The Treasury Department declined to respond to Varoufakis’ characterization of U.S. policy toward Greece, pointing instead to an official read-out of Secretary Jack Lew’s Thursday phone conversation with Greek prime minister Alexis Tsipras. Lew emphasized “the importance of Europe following through on its commitment to put Greece’s debt on a sustainable path through meaningful debt relief, adding that all parties need to be flexible to successfully conclude the negotiations,” according to Treasury.
Varoufakis’ account is consistent, however, with what The Huffington Post reported in July.
“I believe that the United States delineated different problems in the European periphery and decided to put all its eggs in other baskets and not in any basket that contained Greece or the eurozone.”
A case can certainly be made that the United States has an interest in Germany relaxing its insistence on massive fiscal austerity in exchange for emergency loans. Europe’s three consecutive bailout packages for Greece -- a member of NATO -- have succeeded in shoring up the largely German and French banks to whom Greece owed its debts, but shrunk the Greek economy by an order of magnitude, causing untold human suffering. Even the country’s creditors are unsure if it will ever be able to repay its debts to them and return to borrowing on the private credit markets.
Although Greece’s economy is very small in the global picture, many economic analysts blame German-driven fiscal belt-tightening across the continent for a sluggish and fitful economic recovery. Europe’s economic malaise has left it ill-prepared to weather a global slowdown, which is prompting concerns at the Federal Reserve about the economic outlook for the United States.
Now Greece is on the front line of a refugee crisis caused largely by turmoil in the Middle East that has generated geopolitical shockwaves. Absorbing the wave of asylum-seekers, mostly headed to wealthier European nations, has put additional strain on the Greek economy.
President Barack Obama offered stinging criticism of Germany’s treatment of Greece in February 2015 remarks.
But as the crisis escalated, the Obama administration declined to speak out.
Only in late June and July, when Germany and other international creditors appeared prepare to force Greece out of the eurozone, with the Greek banking system on the brink of collapse, did the administration speak up.
Lew called for Greece’s creditors to allow the country to restructure its debts and for Greece to continue budgetary and economic reforms.
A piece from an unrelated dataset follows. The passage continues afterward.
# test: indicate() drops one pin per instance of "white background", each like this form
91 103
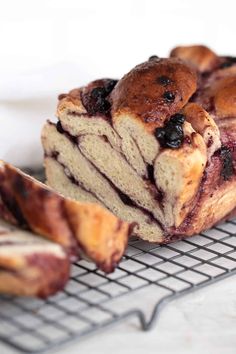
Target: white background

Some experts believe the United States was behind the release of an IMF report characterizing the country’s debt as unsustainable. The report came out over European objections at the height of last-minute debt negotiations in early July.
As Varoufakis noted, though, the U.S. never exercised any real leverage over Germany to advance this goal. Experts told HuffPost in July that the White House, for example, could have offered Germany sweeteners in its trade relations or weapons sales in exchange for giving Greece better terms.